Provocações Os organizadores dos dois eventos trocam provocações. Para quem está planejando a Copa do Mundo de 2014, organizar a Olimpíada parece mais fácil: é apenas uma cidade e boa parte do aparelho urbano estará pronto, justamente por conta da Copa.

Responsáveis pela organização da Rio 2016 rebatem. As Olimpíadas envolvem um número maior de atletas, de diversas modalidades. Além disso, a concentração dos eventos em uma cidade só se torna uma vantagem por centralizar a atuação política e minimizar as vaidades na organização de um evento com mais de uma sede. Quanto ao tempo para erguer todas a estrutura necessária para a festa, o argumento é irrefutável: o Rio virou cidade-olímpica em 2009 e o Brasil, sede da Copa em 2007. Em ambos os casos, o prazo entre a escolha e a realização do evento é o mesmo: sete anos.

Essa aura de organização da Rio 2016 não esconde, contudo, uma divergência política. O governo federal criou a chamada Autoridade Pública Olímpica para gerenciar o evento. Pela ideia inicial, a intenção era que a APO tivesse a palavra final em tudo, inclusive nas licitações e na elaboração dos contratos com aditivos inevitáveis em eventos deste porte. Atualmente, o orçamnto previsto para a Rio 2016 está em R$ 23,2 bilhões. O governador Sérgio Cabral e o prefeito Eduardo Paes, ambos do PMDB, bateram o pé e conseguiram tornar-se soberanos sobre as obras, o que melindrou o primeiro indicado para a APO, o ex-presidente do Banco Central Henrique Meirelles.

Meirelles desistiu do cargo, negociou com a presidente Dilma uma vaga no Conselho de Governança para ter tempo de dedicar-se à atuação no mercado financeiro. A presidente decidiu nomear o ex-ministro das Cidades, Márcio Fortes, que na semana passada teve seu nome aprovado em sabatina no Senado (leia entrevista abaixo). Mas o primeiro compromisso de Fortes não foi muito animador. Há três semanas, ele participou de um evento no Consulado Britânico no Rio para troca de impressões sobre os Jogos de Londres 2012. Paes era o anfitrião e convidou para compor a mesa e falar sobre a Rio 2016 ninguém menos do que Henrique Meirelles. Fortes, presente no evento, não foi chamado sequer para a Mesa Oficial.

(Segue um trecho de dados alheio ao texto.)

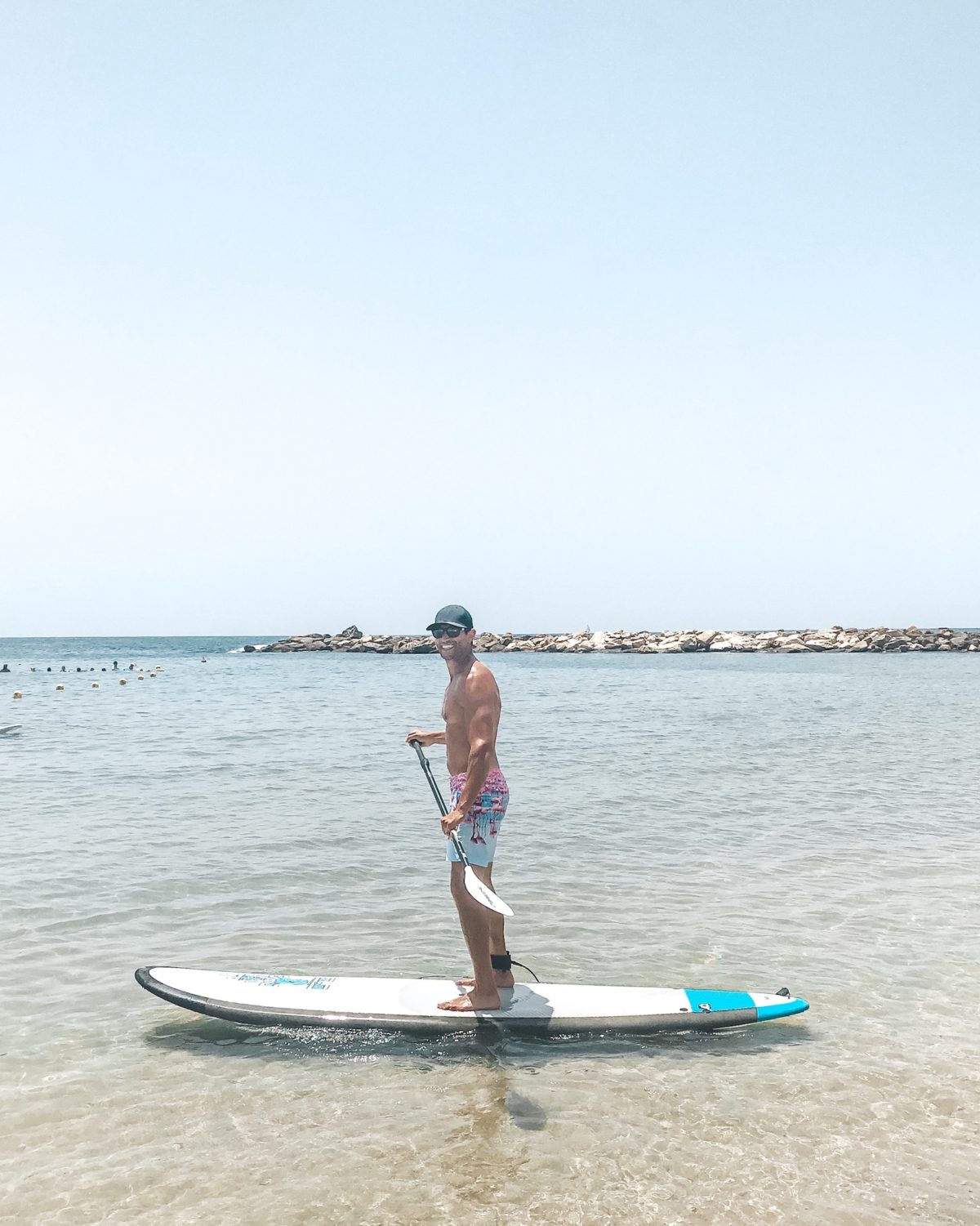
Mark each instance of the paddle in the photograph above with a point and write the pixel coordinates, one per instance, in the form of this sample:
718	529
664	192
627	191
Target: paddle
474	885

No caso da Copa do Mundo, o drama é mais explícito. O país corre atrás do prejuízo de ter feito opção política de inchar o número das cidades sedes. A Alemanha tem uma infraestrutura urbana muito mais completa que o Brasil, escolheu seis cidades-sede para o Mundial de 2016. O Brasil escolheu simplesmente o dobro. Uma testemunha presencial das negociações lembra do equilíbrio que o ex-presidente Lula fez para agradar a todos de olho nos dividendos eleitorais para sua então candidata a presidente, Dilma Rousseff. Hoje no cargo, ela tem uma herança difícil de administrar até 2014, ano em que poderá tentar a reeleição para o Palácio do Planalto.